Cloud Custodian, an open-source, stateless policy engine for managing public cloud environments, Kubernetes, and infrastructure as code, has reached its 10-year anniversary. Originally a cloud management tool, it is now an incubating CNCF project and is being positioned as a governance layer for agentic AI workloads.
Overview
Cloud Custodian provides a unified YAML-based DSL (domain-specific language) that lets organizations define and enforce policies for FinOps, security, and compliance across AWS, Azure, GCP, Oracle Cloud, and Kubernetes. The engine is stateless — it evaluates resources against declared rules and can take automated actions (remediation, notification, deletion) without maintaining persistent state.
What it does
Cloud Custodian's core function is declarative policy enforcement. Users write rules that describe the desired state of cloud resources; the engine then scans live environments and applies actions — such as stopping idle GPU fleets, deleting oversized storage tiers, or tagging untagged resources — to bring the environment into compliance. The project claims over 10 million weekly policy evaluations in production.
Why it matters for AI governance
With the rise of agentic AI — where autonomous agents generate and deploy infrastructure code — the speed of provisioning has outpaced human review cycles. Cloud Custodian acts as an automated safety net, enforcing organizational and industry best practices as soon as AI-generated resources are deployed. This closes cost and security risk windows that would otherwise remain open until manual review.

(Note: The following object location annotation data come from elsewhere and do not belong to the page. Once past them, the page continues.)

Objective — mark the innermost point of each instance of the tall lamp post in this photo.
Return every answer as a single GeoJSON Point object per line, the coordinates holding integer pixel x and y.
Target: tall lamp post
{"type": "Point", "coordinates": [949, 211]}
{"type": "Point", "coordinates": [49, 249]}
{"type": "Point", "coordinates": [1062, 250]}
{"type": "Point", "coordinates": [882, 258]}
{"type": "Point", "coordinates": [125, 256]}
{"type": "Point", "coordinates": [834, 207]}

AI workloads introduce specific risks: GPU fleets, model serving endpoints, and training pipelines create a larger security attack surface and significantly higher cost exposure. Cloud Custodian's policies can target idle training jobs, oversized GPU instances, or misconfigured model endpoints.
Vendor neutrality and scalability
Cloud Custodian provides a single DSL that works across multiple cloud providers, preventing fragmented cost or security postures in complex multi-cloud AI workflows. The engine is designed for high-velocity environments, managing thousands of resources without the overhead of stateful management. A decade of production use has resulted in a library of thousands of community-vetted policy actions and filters.
Tradeoffs
Cloud Custodian is a policy engine, not an identity or access management system. It enforces rules on already-provisioned resources; it does not prevent provisioning at the API gateway level. Organizations using it for AI governance still need to integrate it into GitOps pipelines and CI/CD workflows to catch issues before they reach production. The YAML DSL, while powerful, requires learning a domain-specific syntax.
Bottom line
Cloud Custodian has transitioned from a cloud management tool into a cost optimization and safety layer for the AI era. Its declarative, stateless design and multi-cloud support make it a practical choice for enterprises that need automated guardrails on AI-provisioned infrastructure. The project's 10-year track record and CNCF incubation status provide a degree of reliability that newer governance tools lack.